Actualisé 21.05.2012 à 11:02

Climat de consommationLes ménages retrouvent leur optimisme

Le moral des Suisses concernant l'évolution de l'économie s'est largement amélioré au dernier trimestre, selon une étude du SECO publiée lundi.

Les ménages suisses font preuve d'un regain d'optimisme quant aux perspectives conjoncturelles. Le climat de la consommation s'est amélioré entre janvier et avril 2012, selon la dernière enquête trimestrielle du Secrétariat d'Etat à l'économie (SECO).

L'indice s'est inscrit à -8 points, a indiqué lundi le Secrétariat d'Etat à l'économie (SECO) dans un communiqué. Il pointait encore à -19 points à la fin du trimestre précédent.

Les 1200 ménages helvétiques interrogés sont plus optimistes qu'en début d'année concernant l'évolution économique du pays. Le sous-indice affiche -2 points, alors qu'il se situait encore à -29 en janvier.

Importance du chômage

Dans l'ensemble, ces résultats confirment l'embellie qui ressort d'autres indicateurs, a expliqué à l'ats Bruno Parnisari, chef du secteur conjoncture du SECO. Le climat de consommation en Suisse est très dépendant de la situation sur le marché du travail.

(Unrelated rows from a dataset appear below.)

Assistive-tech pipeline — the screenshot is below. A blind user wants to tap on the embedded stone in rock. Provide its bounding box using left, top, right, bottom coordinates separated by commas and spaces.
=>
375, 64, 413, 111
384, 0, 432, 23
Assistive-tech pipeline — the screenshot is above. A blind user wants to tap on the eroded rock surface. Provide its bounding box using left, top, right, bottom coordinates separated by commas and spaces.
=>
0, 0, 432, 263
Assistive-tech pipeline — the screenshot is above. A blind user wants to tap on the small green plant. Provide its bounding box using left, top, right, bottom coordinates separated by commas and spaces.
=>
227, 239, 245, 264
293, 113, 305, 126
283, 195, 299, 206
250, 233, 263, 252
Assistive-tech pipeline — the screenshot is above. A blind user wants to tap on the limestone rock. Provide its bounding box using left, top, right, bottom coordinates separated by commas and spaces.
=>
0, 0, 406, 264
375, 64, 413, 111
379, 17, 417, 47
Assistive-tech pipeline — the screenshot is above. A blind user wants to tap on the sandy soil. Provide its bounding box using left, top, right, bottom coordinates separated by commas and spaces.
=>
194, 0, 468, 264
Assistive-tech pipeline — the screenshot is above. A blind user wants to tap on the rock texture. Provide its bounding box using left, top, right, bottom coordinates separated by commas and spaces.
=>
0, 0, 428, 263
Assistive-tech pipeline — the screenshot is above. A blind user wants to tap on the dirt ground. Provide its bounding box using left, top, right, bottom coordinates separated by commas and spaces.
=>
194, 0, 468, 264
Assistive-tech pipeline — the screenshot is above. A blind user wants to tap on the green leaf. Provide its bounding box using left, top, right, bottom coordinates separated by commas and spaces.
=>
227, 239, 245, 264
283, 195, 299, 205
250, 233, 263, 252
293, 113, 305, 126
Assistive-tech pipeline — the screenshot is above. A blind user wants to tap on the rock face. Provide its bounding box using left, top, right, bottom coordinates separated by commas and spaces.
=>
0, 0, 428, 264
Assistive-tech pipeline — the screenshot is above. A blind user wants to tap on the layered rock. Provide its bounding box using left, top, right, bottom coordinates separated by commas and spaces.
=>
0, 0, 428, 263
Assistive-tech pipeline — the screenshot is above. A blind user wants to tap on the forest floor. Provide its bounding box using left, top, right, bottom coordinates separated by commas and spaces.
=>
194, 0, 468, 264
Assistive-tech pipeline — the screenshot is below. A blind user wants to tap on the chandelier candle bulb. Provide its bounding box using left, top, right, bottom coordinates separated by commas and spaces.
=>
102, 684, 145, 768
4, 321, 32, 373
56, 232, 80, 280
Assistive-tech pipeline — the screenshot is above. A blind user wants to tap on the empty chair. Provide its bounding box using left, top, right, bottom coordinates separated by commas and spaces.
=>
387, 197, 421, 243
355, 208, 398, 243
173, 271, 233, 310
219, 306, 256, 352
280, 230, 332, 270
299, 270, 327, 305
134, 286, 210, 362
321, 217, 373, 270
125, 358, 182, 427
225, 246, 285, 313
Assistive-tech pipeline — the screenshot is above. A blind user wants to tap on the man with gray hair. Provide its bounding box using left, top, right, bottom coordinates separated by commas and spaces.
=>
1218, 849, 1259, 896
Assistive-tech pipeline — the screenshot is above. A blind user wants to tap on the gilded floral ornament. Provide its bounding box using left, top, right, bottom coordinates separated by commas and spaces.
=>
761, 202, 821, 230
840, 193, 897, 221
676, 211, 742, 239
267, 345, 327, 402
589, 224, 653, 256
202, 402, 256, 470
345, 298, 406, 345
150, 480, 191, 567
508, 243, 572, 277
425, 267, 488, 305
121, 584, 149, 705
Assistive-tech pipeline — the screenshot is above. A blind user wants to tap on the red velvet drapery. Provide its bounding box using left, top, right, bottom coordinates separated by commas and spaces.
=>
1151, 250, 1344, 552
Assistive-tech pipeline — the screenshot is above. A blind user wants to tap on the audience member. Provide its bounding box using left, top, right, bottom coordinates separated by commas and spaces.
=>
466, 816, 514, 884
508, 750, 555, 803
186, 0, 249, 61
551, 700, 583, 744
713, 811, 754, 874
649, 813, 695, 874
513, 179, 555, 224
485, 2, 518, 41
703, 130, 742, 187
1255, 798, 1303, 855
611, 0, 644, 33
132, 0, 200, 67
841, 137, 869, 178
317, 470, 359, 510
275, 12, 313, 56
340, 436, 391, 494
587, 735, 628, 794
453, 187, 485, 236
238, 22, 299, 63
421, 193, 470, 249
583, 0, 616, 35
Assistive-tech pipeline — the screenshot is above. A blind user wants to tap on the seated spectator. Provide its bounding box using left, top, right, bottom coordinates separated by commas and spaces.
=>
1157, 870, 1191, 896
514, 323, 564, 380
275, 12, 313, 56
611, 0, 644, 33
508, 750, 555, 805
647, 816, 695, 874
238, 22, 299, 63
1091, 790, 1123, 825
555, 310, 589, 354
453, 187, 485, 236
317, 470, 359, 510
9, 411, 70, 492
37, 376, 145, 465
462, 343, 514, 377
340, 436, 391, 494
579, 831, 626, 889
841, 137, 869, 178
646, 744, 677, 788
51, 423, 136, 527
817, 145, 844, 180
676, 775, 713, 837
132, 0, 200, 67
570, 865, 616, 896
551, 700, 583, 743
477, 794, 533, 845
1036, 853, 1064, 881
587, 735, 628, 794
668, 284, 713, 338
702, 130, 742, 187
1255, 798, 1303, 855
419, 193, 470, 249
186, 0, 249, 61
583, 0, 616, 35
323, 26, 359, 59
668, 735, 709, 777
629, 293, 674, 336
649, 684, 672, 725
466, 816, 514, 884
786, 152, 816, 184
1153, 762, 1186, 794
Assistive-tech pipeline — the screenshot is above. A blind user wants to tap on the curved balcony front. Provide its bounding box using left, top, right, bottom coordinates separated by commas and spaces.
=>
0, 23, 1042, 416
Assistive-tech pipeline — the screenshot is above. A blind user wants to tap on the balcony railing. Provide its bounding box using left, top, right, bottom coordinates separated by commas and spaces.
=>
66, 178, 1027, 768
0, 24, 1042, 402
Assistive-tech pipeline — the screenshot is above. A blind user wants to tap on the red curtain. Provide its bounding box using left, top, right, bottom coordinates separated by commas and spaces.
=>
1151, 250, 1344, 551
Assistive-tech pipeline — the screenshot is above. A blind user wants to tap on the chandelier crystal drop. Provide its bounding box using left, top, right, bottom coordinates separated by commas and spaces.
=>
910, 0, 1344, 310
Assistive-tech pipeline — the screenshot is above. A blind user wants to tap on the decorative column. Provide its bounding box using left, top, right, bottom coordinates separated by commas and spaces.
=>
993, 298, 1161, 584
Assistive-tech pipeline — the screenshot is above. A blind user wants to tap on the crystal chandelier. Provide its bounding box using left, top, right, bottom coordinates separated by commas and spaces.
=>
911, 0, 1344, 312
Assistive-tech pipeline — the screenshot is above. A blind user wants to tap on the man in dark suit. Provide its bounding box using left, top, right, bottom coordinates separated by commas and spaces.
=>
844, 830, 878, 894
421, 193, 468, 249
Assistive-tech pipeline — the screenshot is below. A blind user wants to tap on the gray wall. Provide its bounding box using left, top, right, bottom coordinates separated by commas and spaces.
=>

Et pour l'heure, même si le chômage a légèrement augmenté en avril (après correction des influences saisonnières), la situation reste favorable en Suisse, souligne M. Parnisari. Les appréciations sur l'évolution du chômage pour les prochains mois sont à 49 points ( 71 en janvier), ce qui signifie que les ménages s'attendent à une évolution plus favorable qu'en janvier dernier.

Concernant la sécurité des places de travail, l'indice pointe à - 64 points, contre -78 en janvier dernier. Un autre sous-indice montre également une amélioration du sentiment des ménages helvétiques: les jugements sur la situation économique générale des douze derniers mois sont meilleurs, passant à -18 points en avril contre -47 trois mois plus tôt.

«Toutefois, les nouvelles tensions sur la crise de l'endettement public dans la zone euro relatées dans la presse, durant les dernières semaines, si elles perdurent, pourraient prochainement à nouveau influencer négativement le moral des ménages en Suisse», selon M. Parnisari. L'enquête du SECO a été réalisée dans la deuxième partie du mois d'avril.

Nuances à apporter

Cependant, «tout ne vire pas si facilement au rose», relève M. Parnisari. Les perpectives sur la situation financière personnelle n'ont pas bougé ( 0 point en avril, contre 1 en janvier). Les possibilités d'épargne sont elles aussi plus ou moins stables.

Dans l'ensemble, «les ménages semblent se montrer plus sceptiques sur ce qui les concerne directement que lorsque des questions à caractère plus général sont posées», selon l'expert du SECO.

La période actuelle est jugée comme moins propice à des achats d'importance ( 1 point en avril, contre 16 points). Il en va de même pour l'évaluation des possibilités d'épargne et l'appréciation de la situation financière personnelle (-9 points en avril, contre - 10 en janvier).

Sur le front des prix, les ménages ressentent toujours plus le renchérissement. Leur appréciation sur les douze derniers mois s'est renforcée ( 32 points en avril, contre 10 en janvier).

Ils s'attendent aussi davantage à une croissance des prix plus marquée pour les douze prochains mois ( 34 en avril et 25 en janvier). «Toutefois, le niveau des indices liés à l'appréciation des prix passés et futurs restent bien en dessous des valeurs moyennes historiques», note M. Parnisari.

Enquête adaptée

Depuis avril, le SECO a adapté son enquête pour être compatible avec celle de l'UE. Désormais, il prend notamment en compte les Tessinois dans son échantillon. A des fins de comparaison, l'enquête a également été effectuée selon l'ancien système. Aucune divergence significative n'est ressortie des deux méthodes.